The darkness here may be familiar. George’s mystery novels have always ventured into the psychological shadows, prompting early comparisons with the fiction of P. D. James and Ruth Rendell. But this portrait of Ardery in extremis is perhaps George’s finest, and with it she expertly tightens her novel’s inexorable grip, making the skid into drunkenness as suspenseful as the discovery of murder. For murder is, of course, the chief concern of Detective Inspector Thomas Lynley and Detective Sergeant Barbara Havers, the irresistible team that first appeared thirty years ago in A Great Deliverance. Back then each detective was somewhat crudely drawn — Lynley blond and lordly, Havers squat and bolshie — and George’s murder mystery was far-fetched. But as the Lynley series has developed, both George’s plots and her psychological renderings have acquired greater subtlety and precision. The Punishment She Deserves, for example, may have one subplot too many, but the novel’s elegant structure is airtight, and no character, however tangential, seems extraneous. What’s more, Havers, the series stalwart, is at her dogged, irreverent best — particularly when frustrated. “The one thing Barbara knew for certain at the end of her first hour with Ian Druitt’s mobile phone,” George writes, “was that the UK would have fallen to Nazi Germany had she been sent to do anything at Bletchley Park.” Havers fans, of course, know better.
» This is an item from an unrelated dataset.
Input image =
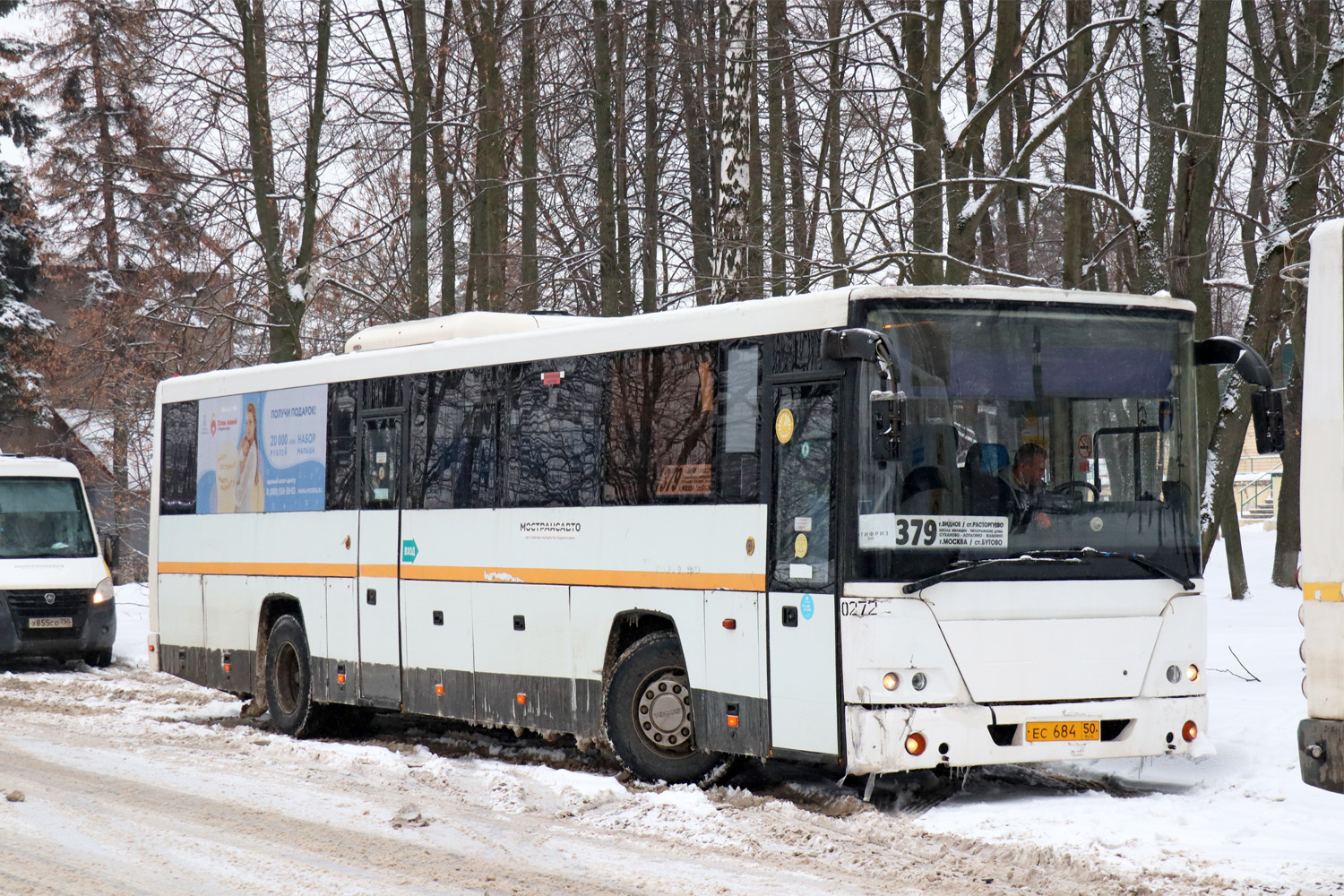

False leads notwithstanding, the plot is admirably plain. In a small Shropshire town, Ian Druitt, an alleged pedophile, has apparently hanged himself while in police custody. Under pressure from Druitt’s father, a politically influential brewery owner who suspects murder, Scotland Yard sends DCS Isabelle Ardery and DS Havers to reexamine the case. And the unlikely pairing is deliberate. Havers, routinely insubordinate, is being tested by superior officers who intend her to fail. “Don’t take this lightly, Barbara,” Lynley warns her, “you’re going to need to play by every rule.” The rule of loyalty above all, Havers realizes when her boss starts to slide. “There had been something not right with Ardery earlier,” she notices, “it was what her right hand did when she took the map Barbara handed to her. It was how she dropped the right hand to her side when she couldn’t stop its trembling.” Following an attempted police cover-up, Lynley takes Ardery’s place alongside Havers, but Ardery at a distance still holds our attention even as the intrigue thickens and a murder suspect emerges.

As always, George’s cunning revelations are deftly staged. “Lynley was watching her, his expression frankly appraising,” we read of one pivotal encounter. “There was a tight little silence among them. In it, a car drove by, that irritating rap music pounding from its open window.” In quiet scenes such as this one and in alternating chapters that tantalizingly shift the point of view, George exposes not only the sordid truth behind Druitt’s death but also the frailty that deepens each of her characters, even the magisterial Lynley. “Did people actually need each other at all?” he wonders midway through the case. “He couldn’t answer that question, so he didn’t try.”